How to get the estimated means and standard deviations of two overlapping circular normal distributions?

Question

I have the following plot:

Overlapping circular normal distributions

I would like to estimate the means and standard deviations of the apparent overlapping normal distributions. This is slightly complicated by the fact that since the data is based on hour of the day, it also is circular -- the right end of the tail(s) leak into the left end.

How do I handle this?

Answer 1

I'd like to thank Adrian Keister and Robert Dodier for the start and the GitHub project provided by Emily Grace Ripka: Peak fitting Jupyter notebook

I was able to approximate the two different overlapped distributions with von Mises distributions and then optimized the predictions to minimize the error by selecting the mean and kappa (equivalent to the standard deviation of a von Mises distribution).

I was able to accomplish this with the SciPy Python module classes: scipy.stats.vonmises and scipy.optimize.curve_fit

I created the following two helper functions:

def two_von_mises(x, amp1, cen1, kappa1, amp2, cen2, kappa2):
    return (amp1 * vonmises.pdf(x-cen1, kappa1)) + \
           (amp2 * vonmises.pdf(x-cen2, kappa2))

def one_von_mises(x, amp, cen, kappa):
    return amp * vonmises.pdf(x-cen, kappa)

I needed to convert the time of day to an interval range from -pi <= {time of day} < pi, like so:

hourly_df['Angle'] = ((two_pi * hourly_df['HourOfDay']) / 24) - np.pi

I was then able to use the curve_fit function of the scipy.optimize module like so:

popt, pcov = curve_fit(two_von_mises, hourly_df['Angle'], hourly_df['Count'], p0 = [1, 11, 1, 1, 18, 1])

From this I got all the estimates of the parameters for the two distributions (from the popt variable above):

array([1.66877995e+04, 2.03310292e+01, 2.03941267e+00, 3.61717300e+04,
       2.46426705e+01, 1.32666704e+00])

Plotting this we see: The next steps will be to see if we can determine what distribution a query belongs to based on categorical data collected for each query, but that is another story...

Thanks!

Answer 2

Partial solution

Here's what I would try first:

1. Copy the data and paste on either side so that you have at least one full cycle with unbroken peaks.
2. Find the max point, and call that the mean of one of the distributions.
3. From the max point, decide which direction the other distribution is relative to it. In the picture above, the second distribution is to the right of the first one, because the falling curve is monotonic to the left, but not to the right. Another way to do this is to take the data about the max point, and "fold it" on itself: whichever direction is further away from the max, on average, is the side containing the second distribution.
4. In the direction opposite the second distribution, find the inflection point.
5. Use the horizontal distance from the mean to the inflection point as an approximation of the standard deviation. I realize this is a circular normal, not a regular normal, but this estimate should still be fairly good.
6. Use the equation $$\sigma^2=1-\frac{I_1(\kappa)}{I_0(\kappa)}$$ to solve for $\kappa$ numerically.
7. Now that the first distribution is fully known, subtract it from the full dataset. What remains should be mostly due to the second distribution. Repeat steps 4-6 (mostly) on the second distribution.

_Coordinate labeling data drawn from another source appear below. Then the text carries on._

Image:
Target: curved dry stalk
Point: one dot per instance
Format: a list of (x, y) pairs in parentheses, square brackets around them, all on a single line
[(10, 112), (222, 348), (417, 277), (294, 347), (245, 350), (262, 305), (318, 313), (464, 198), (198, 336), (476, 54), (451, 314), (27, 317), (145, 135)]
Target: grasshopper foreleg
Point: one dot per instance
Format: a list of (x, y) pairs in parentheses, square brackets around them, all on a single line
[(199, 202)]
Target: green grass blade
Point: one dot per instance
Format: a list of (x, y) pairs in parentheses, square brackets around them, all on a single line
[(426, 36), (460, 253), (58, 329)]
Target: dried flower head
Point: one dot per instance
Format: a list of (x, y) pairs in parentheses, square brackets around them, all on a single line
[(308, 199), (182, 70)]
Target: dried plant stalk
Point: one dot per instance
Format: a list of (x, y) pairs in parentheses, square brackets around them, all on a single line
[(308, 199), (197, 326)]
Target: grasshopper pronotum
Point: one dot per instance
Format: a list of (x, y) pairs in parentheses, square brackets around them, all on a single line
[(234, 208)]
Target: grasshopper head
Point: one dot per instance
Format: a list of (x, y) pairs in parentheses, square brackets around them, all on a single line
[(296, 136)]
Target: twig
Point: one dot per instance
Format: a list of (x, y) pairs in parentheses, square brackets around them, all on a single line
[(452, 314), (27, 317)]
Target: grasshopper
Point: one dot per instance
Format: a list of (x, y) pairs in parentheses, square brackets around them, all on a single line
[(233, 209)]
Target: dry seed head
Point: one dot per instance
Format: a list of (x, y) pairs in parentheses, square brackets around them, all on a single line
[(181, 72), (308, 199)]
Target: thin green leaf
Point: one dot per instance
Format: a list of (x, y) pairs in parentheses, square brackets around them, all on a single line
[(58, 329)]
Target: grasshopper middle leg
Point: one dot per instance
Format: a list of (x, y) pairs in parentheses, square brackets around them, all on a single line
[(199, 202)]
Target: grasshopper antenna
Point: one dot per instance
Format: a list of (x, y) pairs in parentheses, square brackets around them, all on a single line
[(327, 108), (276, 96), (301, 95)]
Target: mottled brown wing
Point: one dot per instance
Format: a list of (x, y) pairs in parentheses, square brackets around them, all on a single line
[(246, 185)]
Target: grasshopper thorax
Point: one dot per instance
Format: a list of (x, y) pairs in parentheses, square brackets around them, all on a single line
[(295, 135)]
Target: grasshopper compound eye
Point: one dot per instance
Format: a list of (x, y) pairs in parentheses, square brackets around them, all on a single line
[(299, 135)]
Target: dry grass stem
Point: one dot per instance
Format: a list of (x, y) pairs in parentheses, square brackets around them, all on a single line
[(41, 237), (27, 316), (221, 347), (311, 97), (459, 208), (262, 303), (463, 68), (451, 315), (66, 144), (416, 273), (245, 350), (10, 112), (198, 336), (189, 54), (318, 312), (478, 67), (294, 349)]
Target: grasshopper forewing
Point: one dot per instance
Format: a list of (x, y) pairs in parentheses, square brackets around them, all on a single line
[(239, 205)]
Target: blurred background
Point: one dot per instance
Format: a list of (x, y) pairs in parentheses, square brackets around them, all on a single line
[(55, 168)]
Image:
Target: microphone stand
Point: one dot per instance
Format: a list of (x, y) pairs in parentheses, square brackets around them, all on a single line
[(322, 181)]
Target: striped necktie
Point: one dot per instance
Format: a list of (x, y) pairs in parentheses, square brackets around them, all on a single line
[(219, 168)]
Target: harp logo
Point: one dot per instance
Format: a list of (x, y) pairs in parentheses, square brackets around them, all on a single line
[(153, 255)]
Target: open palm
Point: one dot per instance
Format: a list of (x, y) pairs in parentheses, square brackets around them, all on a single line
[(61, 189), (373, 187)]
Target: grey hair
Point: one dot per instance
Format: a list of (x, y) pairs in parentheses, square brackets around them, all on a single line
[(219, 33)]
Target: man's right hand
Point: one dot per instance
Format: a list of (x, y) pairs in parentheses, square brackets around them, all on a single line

This is a partial solution, mainly because I am unsure how good an approximation Step 5 is for the standard deviation. You could try plotting a few known circular normals and their inflection points to compare, and maybe that would offer a correction that would enable you to get a better approximation.

Hopefully, this procedure will at least nudge you into a profitable direction.